Lücken bei der Nahversorgung

im ländlichen Raum

(10.10.2024) Die Konzentration an Lebensmittelgeschäften ist in Städten größer als am Land. Viele Gemeinden sind immer noch ohne Nahversorger, das zeigt jetzt eine Studie.

Für die Besorgung von Gütern des täglichen Bedarfs müssen die Österreicherinnen und Österreicher grundsätzlich wenig Aufwand betreiben. Die Dichte an Einzelhändlern ist groß, die Distanzen sind überschaubar. Allerdings sind Nahversorger hierzulande nicht allerorts verfügbar: Vor allem in ländlichen Regionen gibt es Lücken, während die Konzentration an Lebensmittelhändlern in Städten groß ist, wie aus einer neuen Studie der KMU Forschung Austria hervorgeht.
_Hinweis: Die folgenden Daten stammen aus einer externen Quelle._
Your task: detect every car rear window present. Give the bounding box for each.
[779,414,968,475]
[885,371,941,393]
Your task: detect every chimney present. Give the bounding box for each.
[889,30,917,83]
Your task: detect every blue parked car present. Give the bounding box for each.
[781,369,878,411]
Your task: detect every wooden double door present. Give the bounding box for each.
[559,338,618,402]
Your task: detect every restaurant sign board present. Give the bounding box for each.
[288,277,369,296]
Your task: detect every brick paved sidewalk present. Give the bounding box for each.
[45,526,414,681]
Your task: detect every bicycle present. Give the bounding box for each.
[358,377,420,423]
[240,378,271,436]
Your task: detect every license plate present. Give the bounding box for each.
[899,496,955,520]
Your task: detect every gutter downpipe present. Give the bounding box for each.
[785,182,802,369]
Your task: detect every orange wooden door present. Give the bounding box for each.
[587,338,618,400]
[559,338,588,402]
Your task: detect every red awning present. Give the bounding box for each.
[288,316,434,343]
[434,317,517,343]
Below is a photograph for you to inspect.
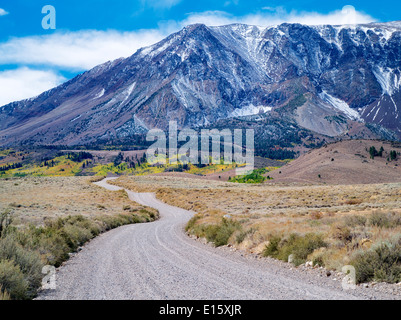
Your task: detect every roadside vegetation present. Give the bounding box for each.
[114,177,401,283]
[228,167,278,183]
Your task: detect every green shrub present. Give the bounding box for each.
[350,240,401,283]
[195,218,241,247]
[235,228,255,244]
[0,236,43,297]
[185,214,201,232]
[344,215,368,228]
[0,209,158,299]
[369,212,401,229]
[0,260,30,300]
[263,233,327,265]
[0,286,11,301]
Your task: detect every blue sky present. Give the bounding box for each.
[0,0,401,105]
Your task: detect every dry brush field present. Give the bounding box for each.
[114,176,401,282]
[0,177,159,300]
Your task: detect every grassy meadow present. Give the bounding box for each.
[113,177,401,283]
[0,177,158,299]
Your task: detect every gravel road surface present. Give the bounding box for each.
[38,179,399,300]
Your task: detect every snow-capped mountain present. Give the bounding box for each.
[0,22,401,144]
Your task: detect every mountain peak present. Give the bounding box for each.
[0,22,401,144]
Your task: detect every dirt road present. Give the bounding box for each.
[38,180,394,300]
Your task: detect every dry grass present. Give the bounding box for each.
[111,177,401,282]
[0,177,157,226]
[0,177,158,300]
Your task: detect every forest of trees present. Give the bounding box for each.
[0,163,22,172]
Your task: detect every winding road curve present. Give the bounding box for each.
[38,179,394,300]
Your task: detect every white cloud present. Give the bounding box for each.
[0,8,8,16]
[142,0,181,9]
[0,67,66,106]
[0,30,166,71]
[180,6,377,26]
[0,5,376,105]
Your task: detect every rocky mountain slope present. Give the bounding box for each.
[0,22,401,145]
[268,140,401,184]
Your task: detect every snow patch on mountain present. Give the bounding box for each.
[319,90,362,121]
[93,89,106,100]
[373,66,401,96]
[229,104,272,118]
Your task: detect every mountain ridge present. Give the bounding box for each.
[0,22,401,145]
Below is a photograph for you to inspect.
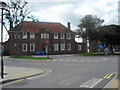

langjähriger trend gestoppt

Demnach standen im Jahr 2022 insgesamt 382 österreichische Gemeinden, sprich 18 Prozent aller österreichischen Gemeinden, ohne Nahversorger da. Das entspricht gegenüber dem Jahr davor einem Rückgang um 23 Gemeinden. Für Christian Prauchner, Obmann des WKÖ-Fachverbands Lebensmittelhandel, ist das zwar immer noch eine "satte Zahl", wie er heute in einem Pressegespräch festhielt. Immerhin wurde damit aber ein langjähriger Trend gestoppt: Denn in den zehn Jahren zwischen 2011 und 2021 hatte sich die Zahl der Gemeinden ohne Lebensmittelgeschäft österreichweit um gut 6 Prozent erhöht.